Two snow plows and other vehicles on a slushy, snow-lined road

We often associate this time of year with lovely blankets of freshly fallen snow. But the fact is that we could be in for three or four more months of the white stuff. That’s why now is the perfect opportunity to prepare yourself and your car for winter driving.

But first, the numbers. Over the past five years (2013-2017), law enforcement officers in Minnesota reported snowy or icy road conditions in over 82,500 crashes. As a result of those crashes, 220 people died, and 22,487 were injured. So as you can see, winter weather is definitely a factor in road safety here in Minnesota.

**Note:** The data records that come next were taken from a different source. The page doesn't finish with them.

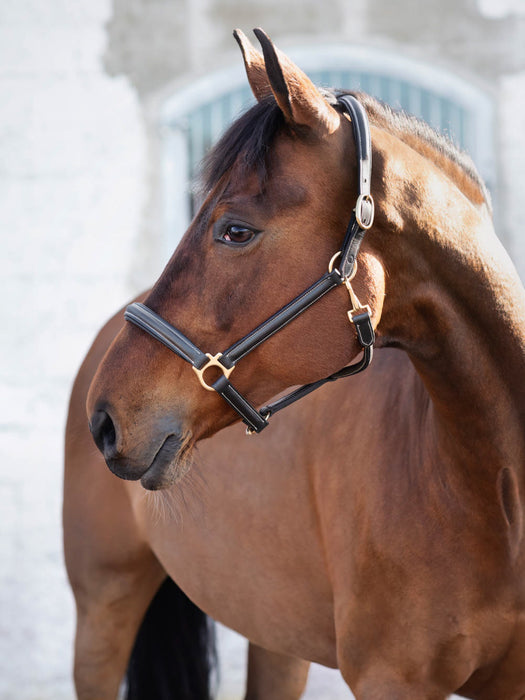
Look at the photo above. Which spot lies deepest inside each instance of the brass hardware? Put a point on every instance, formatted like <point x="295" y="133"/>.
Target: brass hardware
<point x="357" y="307"/>
<point x="213" y="361"/>
<point x="364" y="218"/>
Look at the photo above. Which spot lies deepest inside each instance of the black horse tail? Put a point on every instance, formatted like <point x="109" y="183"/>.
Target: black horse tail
<point x="174" y="656"/>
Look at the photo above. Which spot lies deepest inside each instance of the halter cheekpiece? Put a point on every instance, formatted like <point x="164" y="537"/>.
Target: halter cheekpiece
<point x="361" y="220"/>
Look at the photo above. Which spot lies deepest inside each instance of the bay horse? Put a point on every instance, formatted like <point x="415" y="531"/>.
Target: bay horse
<point x="377" y="525"/>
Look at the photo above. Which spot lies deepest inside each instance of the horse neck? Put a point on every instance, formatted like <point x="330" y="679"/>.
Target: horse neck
<point x="455" y="304"/>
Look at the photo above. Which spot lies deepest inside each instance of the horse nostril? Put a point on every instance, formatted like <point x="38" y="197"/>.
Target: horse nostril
<point x="104" y="434"/>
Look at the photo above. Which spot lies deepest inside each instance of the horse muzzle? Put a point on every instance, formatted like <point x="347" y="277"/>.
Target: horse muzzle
<point x="155" y="469"/>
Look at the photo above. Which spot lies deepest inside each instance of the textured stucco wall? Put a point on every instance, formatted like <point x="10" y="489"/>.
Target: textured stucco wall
<point x="71" y="189"/>
<point x="80" y="221"/>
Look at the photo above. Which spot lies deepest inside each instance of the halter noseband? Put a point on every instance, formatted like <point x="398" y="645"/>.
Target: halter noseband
<point x="361" y="220"/>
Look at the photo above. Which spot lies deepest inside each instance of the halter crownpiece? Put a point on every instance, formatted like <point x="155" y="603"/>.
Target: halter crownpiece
<point x="361" y="220"/>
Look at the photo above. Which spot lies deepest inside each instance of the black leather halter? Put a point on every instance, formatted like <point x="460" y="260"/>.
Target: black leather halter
<point x="361" y="220"/>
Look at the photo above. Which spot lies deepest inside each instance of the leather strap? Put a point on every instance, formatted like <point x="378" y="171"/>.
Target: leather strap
<point x="281" y="318"/>
<point x="363" y="214"/>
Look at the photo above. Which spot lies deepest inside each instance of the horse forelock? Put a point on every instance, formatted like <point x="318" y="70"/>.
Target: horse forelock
<point x="248" y="141"/>
<point x="246" y="144"/>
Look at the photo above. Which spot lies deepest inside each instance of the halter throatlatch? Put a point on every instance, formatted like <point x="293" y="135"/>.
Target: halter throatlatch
<point x="361" y="220"/>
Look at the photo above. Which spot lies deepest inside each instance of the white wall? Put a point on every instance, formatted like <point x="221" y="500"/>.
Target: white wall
<point x="71" y="190"/>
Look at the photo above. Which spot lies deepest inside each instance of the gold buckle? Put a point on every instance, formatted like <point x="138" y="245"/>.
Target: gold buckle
<point x="357" y="307"/>
<point x="364" y="218"/>
<point x="213" y="361"/>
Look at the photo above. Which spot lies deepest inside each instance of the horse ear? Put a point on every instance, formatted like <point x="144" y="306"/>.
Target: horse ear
<point x="255" y="68"/>
<point x="300" y="101"/>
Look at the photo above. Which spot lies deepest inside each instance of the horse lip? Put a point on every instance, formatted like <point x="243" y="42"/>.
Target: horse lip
<point x="152" y="478"/>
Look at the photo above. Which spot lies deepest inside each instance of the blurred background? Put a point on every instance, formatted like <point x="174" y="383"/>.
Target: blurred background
<point x="106" y="108"/>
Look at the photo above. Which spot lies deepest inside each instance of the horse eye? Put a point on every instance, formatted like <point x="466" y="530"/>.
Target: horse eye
<point x="237" y="235"/>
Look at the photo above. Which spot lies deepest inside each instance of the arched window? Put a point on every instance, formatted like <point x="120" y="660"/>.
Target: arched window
<point x="193" y="118"/>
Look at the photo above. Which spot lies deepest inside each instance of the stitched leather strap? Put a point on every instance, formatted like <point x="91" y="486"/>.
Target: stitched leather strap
<point x="281" y="318"/>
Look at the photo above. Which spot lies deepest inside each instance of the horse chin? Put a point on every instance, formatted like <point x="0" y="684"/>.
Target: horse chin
<point x="171" y="463"/>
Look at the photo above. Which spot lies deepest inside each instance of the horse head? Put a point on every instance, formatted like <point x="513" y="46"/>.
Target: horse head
<point x="278" y="192"/>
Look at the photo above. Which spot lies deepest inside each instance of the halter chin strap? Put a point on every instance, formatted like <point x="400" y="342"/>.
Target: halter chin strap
<point x="361" y="220"/>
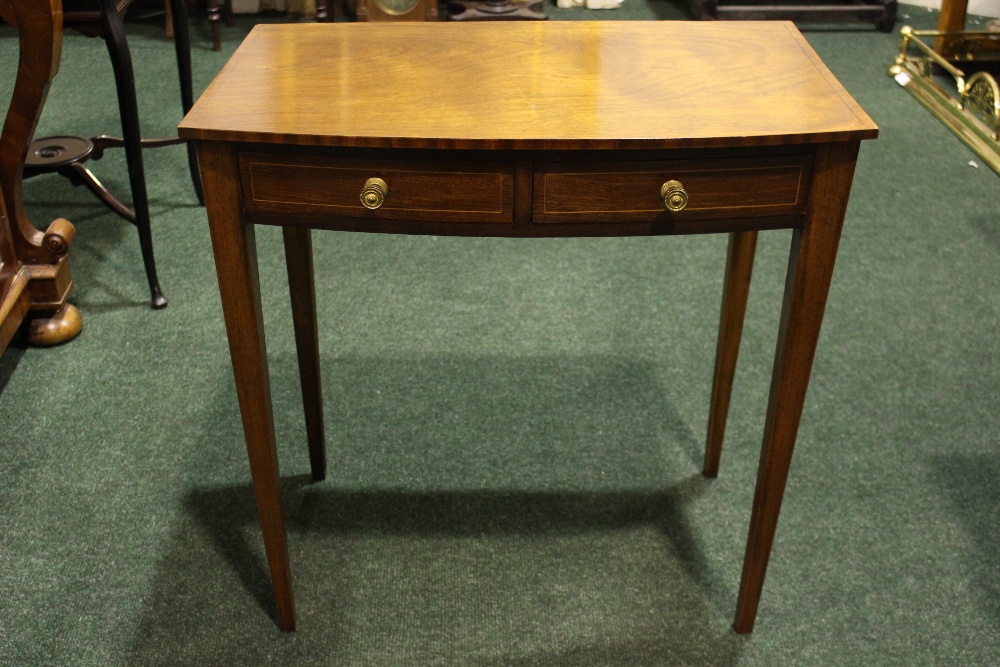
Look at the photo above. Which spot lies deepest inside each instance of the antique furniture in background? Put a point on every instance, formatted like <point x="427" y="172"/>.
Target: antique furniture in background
<point x="34" y="269"/>
<point x="67" y="155"/>
<point x="214" y="16"/>
<point x="397" y="10"/>
<point x="640" y="149"/>
<point x="881" y="13"/>
<point x="496" y="10"/>
<point x="970" y="107"/>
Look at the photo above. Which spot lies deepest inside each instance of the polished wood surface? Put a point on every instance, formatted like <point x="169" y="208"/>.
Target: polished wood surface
<point x="301" y="163"/>
<point x="577" y="84"/>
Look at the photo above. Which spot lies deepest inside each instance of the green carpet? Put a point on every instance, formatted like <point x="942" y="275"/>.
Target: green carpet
<point x="514" y="428"/>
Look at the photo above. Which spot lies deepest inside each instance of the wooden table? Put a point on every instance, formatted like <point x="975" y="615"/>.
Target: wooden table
<point x="582" y="138"/>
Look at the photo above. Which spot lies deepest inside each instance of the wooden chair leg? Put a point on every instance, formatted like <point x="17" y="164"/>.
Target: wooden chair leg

What can you do about it? Be prepared.

Start by making sure your car is well-stocked with the emergency items you’ll need in winter weather. Here’s a list to start from:

  • Scraper and brush
  • Small shovel
  • Jumper cables
  • Tow chain
  • Sand or cat litter (for traction)
  • Blankets and warm clothing
  • Heavy boots
  • Flashlights
  • Food and bottled water

Next, make sure your car is ready. Get a tune-up and make sure you’re not driving on bald tires. Before you leave, check the weather; if the roads are bad, consider cancelling your plans unless absolutely necessary.

If you do decide to go, notify someone at your destination what time you expect to get there and what route you’ll be taking. That way if something goes wrong and you can’t call for help, others will know where to start looking for you. Next, clear all the snow and ice from your car’s windows, hood, headlights, brake lights, and turn signals. In bad weather, it’s important to both see and be seen. Your lights help both of those things happen (in fact, it’s against the law to drive without your headlights on in any kind of precipitation).

Once you’re out on the road, drive at a speed that’s safe for the road conditions. Remember that this might be quite a bit slower than the posted speed limit. Give yourself plenty of distance to stop, and at least five car-lengths behind snowplows. If you find yourself skidding, turn the steering wheel in the direction you want to go, and avoid pumping your anti-lock brakes.

For the most part, the point of traveling is to get where you’re going. And with a healthy dose of caution and some advance preparation, you can do so safely, winter weather or no.